W Zagłębiu Sosnowiec afera goni aferę. Abstrahując od dziwnych zmian organizacyjnych - klub z Sosnowca nie radzi sobie na murawie, gromadząc zaledwie trzynaście punktów w 25 meczach. I słusznie znajduje się na ostatnim miejscu w tabeli 1. ligi. Strata do miejsca gwarantującego utrzymanie to dwanaście punktów. W tej sytuacji trudno wyobrazić sobie szczęśliwe zakończenie kampanii.
Ostatnia porażka Zagłębia z GKS Katowice 0:4 odbiła się głośnym echem dzięki słowom trenera Aleksandra Chackiewicza. Na konferencji pomeczowej przyznał, że sami gracze wypracowali strategię przegrania meczu.
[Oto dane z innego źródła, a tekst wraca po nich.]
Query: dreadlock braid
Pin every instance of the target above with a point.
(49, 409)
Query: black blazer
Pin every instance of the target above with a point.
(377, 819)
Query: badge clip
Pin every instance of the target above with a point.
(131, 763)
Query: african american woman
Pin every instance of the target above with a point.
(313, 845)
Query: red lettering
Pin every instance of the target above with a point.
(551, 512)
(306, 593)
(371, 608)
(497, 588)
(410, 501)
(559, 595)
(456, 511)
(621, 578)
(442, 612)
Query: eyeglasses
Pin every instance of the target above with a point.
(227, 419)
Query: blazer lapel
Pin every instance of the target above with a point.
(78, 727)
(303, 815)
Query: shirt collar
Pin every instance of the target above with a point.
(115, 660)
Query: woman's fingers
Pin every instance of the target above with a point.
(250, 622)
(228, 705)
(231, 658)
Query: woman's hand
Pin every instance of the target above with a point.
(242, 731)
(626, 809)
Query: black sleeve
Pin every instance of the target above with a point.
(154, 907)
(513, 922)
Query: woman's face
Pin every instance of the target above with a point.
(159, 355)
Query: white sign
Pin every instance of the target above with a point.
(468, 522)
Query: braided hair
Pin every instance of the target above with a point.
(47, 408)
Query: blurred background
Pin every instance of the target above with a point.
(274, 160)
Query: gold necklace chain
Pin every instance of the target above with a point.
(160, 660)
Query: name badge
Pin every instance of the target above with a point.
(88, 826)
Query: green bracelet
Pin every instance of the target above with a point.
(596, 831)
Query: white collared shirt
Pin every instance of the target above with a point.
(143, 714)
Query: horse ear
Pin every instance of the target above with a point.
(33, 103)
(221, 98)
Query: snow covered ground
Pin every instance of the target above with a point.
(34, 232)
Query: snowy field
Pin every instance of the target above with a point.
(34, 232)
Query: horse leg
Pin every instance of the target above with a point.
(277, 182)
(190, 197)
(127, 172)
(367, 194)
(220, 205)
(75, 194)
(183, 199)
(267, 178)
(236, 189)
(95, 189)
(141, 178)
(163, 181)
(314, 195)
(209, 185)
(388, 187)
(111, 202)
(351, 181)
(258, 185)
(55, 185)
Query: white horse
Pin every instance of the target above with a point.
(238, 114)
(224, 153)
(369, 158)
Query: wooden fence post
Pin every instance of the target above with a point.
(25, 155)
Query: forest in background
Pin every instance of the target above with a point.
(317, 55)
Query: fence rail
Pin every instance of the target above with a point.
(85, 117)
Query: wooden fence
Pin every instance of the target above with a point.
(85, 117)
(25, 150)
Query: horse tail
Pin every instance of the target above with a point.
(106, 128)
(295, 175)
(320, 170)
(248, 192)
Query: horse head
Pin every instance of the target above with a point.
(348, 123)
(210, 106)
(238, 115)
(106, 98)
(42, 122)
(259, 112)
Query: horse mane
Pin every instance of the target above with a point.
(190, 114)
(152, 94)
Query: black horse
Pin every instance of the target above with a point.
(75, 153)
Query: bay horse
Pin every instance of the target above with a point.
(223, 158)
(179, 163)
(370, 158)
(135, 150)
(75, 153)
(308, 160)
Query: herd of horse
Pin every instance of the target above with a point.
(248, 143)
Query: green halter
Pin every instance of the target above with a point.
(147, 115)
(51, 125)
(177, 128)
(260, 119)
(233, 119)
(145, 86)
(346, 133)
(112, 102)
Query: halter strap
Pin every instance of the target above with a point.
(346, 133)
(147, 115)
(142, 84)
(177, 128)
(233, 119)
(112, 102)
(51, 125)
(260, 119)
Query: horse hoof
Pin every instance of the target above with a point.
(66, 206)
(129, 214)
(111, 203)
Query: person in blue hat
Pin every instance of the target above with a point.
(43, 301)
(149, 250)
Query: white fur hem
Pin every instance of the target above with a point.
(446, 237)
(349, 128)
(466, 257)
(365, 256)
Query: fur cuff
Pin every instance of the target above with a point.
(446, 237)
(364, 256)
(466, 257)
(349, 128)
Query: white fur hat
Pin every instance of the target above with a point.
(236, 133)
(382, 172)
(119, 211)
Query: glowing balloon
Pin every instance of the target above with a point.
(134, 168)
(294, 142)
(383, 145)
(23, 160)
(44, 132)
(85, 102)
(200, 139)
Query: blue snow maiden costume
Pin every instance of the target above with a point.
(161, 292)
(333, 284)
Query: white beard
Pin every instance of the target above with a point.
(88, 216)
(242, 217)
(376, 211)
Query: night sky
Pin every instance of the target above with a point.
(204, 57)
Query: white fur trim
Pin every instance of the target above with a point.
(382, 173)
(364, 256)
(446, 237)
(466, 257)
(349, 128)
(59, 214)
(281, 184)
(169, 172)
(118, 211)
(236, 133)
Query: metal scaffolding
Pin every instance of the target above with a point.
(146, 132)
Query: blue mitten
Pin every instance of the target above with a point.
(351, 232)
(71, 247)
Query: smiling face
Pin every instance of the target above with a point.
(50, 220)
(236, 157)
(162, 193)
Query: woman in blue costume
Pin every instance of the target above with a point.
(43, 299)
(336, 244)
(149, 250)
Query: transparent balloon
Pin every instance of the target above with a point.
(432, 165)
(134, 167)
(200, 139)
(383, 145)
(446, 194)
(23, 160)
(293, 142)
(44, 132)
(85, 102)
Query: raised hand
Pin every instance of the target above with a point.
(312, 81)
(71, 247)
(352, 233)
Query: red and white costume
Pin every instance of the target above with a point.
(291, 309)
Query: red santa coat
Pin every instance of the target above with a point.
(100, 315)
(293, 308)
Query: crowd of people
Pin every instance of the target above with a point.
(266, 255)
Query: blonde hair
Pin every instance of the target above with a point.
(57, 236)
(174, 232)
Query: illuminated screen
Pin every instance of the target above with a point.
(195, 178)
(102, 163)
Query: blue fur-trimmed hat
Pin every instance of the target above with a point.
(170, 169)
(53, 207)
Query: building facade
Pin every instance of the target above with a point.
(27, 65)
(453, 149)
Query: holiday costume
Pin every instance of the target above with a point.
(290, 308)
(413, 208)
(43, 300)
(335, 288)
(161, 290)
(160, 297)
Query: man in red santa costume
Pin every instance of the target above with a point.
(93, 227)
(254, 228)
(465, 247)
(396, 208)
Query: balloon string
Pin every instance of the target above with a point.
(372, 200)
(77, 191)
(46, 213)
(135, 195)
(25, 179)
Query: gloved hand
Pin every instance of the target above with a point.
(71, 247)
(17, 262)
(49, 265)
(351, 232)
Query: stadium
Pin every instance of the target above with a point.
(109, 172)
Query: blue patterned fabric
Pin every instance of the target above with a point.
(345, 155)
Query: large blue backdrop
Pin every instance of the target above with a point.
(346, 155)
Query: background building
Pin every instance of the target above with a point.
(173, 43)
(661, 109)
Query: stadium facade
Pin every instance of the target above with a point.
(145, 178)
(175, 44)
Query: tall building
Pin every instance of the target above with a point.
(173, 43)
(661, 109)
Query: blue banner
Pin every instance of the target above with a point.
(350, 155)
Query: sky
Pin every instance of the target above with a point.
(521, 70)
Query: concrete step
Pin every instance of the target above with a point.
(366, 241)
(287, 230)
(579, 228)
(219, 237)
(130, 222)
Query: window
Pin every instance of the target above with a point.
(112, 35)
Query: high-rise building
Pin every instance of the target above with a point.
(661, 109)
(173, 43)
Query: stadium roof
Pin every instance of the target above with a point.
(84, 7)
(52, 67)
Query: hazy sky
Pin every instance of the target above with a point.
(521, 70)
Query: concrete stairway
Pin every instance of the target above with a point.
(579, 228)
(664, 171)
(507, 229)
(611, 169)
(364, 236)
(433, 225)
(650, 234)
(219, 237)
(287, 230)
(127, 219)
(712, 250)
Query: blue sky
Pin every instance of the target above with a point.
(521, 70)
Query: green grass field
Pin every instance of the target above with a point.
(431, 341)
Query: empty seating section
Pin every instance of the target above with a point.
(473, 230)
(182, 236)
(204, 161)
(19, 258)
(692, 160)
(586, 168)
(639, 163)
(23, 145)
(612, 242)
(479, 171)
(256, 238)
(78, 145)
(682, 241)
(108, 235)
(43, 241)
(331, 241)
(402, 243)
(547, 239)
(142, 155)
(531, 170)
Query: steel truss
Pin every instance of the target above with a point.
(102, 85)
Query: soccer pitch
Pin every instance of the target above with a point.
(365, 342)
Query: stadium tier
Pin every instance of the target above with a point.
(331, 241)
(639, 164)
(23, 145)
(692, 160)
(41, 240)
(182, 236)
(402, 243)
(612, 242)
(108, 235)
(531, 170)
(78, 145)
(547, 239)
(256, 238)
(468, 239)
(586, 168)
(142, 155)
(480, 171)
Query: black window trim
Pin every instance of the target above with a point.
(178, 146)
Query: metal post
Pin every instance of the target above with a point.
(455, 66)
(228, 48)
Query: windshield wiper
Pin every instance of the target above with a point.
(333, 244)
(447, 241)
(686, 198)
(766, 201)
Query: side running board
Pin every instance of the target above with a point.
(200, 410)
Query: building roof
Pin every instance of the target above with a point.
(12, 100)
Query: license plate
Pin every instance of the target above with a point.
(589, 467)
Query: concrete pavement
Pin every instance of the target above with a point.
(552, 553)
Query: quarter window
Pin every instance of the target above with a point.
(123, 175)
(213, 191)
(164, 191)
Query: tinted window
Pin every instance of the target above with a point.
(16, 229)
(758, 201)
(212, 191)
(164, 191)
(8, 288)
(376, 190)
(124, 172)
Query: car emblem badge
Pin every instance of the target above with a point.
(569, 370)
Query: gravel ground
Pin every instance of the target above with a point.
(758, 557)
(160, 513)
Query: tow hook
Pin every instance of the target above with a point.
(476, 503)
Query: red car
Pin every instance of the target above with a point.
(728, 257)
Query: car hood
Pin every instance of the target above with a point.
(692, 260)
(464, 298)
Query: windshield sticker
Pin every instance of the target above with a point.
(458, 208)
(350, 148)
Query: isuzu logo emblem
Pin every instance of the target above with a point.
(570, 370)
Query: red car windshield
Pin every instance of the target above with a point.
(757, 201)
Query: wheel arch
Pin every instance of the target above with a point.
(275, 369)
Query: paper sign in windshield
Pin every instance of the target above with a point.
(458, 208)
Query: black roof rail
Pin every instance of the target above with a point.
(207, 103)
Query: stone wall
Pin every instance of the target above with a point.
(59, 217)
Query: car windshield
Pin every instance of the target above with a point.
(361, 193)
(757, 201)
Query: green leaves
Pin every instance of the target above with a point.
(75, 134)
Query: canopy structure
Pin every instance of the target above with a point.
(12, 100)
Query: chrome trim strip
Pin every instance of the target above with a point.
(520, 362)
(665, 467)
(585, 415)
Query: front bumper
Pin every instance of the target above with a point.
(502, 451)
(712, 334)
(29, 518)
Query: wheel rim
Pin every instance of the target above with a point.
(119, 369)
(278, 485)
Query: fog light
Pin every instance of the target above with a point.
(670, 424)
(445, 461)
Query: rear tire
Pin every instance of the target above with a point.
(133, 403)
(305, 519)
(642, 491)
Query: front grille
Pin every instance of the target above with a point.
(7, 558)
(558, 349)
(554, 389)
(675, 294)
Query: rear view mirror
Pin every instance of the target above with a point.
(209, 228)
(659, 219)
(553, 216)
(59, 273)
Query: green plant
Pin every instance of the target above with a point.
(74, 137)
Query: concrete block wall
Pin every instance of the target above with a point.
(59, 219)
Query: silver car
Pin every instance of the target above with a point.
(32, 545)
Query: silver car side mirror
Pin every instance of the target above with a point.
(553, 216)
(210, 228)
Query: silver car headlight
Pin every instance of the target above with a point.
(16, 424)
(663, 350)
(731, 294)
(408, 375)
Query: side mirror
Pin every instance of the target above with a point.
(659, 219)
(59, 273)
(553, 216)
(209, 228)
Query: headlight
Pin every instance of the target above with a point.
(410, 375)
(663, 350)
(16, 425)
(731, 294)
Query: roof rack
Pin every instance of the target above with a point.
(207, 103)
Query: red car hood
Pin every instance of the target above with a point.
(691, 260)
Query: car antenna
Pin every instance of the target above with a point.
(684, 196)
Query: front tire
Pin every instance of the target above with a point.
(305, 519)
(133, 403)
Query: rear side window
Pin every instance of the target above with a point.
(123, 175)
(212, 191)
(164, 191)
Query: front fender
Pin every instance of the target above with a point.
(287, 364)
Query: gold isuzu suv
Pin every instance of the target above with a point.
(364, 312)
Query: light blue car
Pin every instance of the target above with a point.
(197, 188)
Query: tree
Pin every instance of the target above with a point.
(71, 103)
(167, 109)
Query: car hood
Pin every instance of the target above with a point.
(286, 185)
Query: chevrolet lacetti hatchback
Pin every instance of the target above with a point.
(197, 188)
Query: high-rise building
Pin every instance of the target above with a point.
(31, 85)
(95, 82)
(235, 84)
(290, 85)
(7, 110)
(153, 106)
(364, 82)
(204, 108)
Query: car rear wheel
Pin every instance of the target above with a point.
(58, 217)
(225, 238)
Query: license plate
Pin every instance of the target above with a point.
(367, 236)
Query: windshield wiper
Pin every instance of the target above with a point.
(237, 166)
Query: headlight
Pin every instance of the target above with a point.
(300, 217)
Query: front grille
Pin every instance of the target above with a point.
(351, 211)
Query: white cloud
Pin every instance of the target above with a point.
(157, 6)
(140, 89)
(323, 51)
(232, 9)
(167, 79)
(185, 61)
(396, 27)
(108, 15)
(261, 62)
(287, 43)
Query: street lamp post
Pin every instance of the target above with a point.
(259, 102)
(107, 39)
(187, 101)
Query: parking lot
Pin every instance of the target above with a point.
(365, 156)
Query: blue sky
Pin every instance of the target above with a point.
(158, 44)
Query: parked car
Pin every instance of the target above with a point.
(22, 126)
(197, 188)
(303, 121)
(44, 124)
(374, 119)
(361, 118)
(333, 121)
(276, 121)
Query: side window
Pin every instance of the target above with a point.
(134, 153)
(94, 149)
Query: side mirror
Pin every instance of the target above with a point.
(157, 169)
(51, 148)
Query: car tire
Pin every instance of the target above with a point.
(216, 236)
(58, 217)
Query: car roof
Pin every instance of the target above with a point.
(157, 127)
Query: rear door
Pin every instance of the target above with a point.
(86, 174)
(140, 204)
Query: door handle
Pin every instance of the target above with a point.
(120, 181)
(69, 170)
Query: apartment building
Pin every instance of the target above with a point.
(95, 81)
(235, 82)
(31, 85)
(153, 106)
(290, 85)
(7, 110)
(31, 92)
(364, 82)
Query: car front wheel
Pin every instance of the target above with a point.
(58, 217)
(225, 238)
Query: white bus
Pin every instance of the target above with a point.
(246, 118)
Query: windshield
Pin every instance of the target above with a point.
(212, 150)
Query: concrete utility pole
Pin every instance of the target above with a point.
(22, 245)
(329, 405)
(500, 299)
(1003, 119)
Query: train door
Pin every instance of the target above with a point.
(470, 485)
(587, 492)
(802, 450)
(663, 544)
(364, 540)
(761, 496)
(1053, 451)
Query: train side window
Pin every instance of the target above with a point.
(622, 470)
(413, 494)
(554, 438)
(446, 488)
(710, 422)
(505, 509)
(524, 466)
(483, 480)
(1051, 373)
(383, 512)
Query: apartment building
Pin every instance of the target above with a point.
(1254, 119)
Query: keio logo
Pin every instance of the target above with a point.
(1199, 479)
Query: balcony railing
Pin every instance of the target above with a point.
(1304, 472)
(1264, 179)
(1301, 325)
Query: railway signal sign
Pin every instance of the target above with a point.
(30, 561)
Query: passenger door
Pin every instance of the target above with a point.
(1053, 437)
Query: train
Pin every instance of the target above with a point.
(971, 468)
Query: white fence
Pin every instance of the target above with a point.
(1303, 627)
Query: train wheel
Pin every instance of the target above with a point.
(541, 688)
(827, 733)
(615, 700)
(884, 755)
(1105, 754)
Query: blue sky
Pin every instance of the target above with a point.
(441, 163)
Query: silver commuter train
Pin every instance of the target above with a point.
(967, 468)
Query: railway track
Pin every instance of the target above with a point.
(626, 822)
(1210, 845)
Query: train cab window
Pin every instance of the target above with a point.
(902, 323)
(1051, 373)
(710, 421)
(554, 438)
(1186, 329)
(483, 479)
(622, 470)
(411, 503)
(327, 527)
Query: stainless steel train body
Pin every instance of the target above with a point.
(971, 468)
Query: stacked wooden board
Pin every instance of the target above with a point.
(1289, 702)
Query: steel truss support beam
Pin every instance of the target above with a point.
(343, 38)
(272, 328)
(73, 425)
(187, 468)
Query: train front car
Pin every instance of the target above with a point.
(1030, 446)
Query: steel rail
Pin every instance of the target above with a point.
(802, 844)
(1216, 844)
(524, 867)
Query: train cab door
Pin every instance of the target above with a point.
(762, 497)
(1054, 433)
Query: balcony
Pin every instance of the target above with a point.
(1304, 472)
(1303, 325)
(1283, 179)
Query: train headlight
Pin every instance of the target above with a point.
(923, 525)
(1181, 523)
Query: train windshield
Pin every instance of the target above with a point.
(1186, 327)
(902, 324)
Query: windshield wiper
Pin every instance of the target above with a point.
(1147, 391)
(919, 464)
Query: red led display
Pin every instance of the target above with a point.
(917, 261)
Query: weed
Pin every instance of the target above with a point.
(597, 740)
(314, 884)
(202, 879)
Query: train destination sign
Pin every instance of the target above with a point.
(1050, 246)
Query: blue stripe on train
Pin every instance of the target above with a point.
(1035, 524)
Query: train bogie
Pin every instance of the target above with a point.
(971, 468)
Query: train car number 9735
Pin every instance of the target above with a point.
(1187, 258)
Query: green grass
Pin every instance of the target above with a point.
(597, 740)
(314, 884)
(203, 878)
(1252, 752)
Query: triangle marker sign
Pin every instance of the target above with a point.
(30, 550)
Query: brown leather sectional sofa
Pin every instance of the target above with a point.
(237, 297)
– Cokolwiek dzisiaj powiem, będzie to brzmiało jak przeprosiny. Na spotkaniu z Lechią powiedziałem drużynie, że nie tylko ja jestem odpowiedzialny za wynik. Przed meczem ustalono wcześniej skład i sami zawodnicy ustalali strategię na to spotkanie – przyznał.
Emocje w kibicach wrzały, które dały upust podczas środowego treningu. Jak relacjonuje serwis meczyki.pl podczas treningu na boisko wbiegła grupa chuliganów, którzy potrącili białoruskiego trenera. Według doniesień Chackiewicz został najpierw uderzony pięścią w twarz, a następnie kilkakrotnie kopnięty. Co ważne, tę informację potwierdził klub Sosnowiec.
Portal meczyki.pl już wcześniej zapowiadały, że urodzony w Mińsku trener wkrótce zostanie zwolniony, a nowym trenerem ma zostać Marek Saganowski.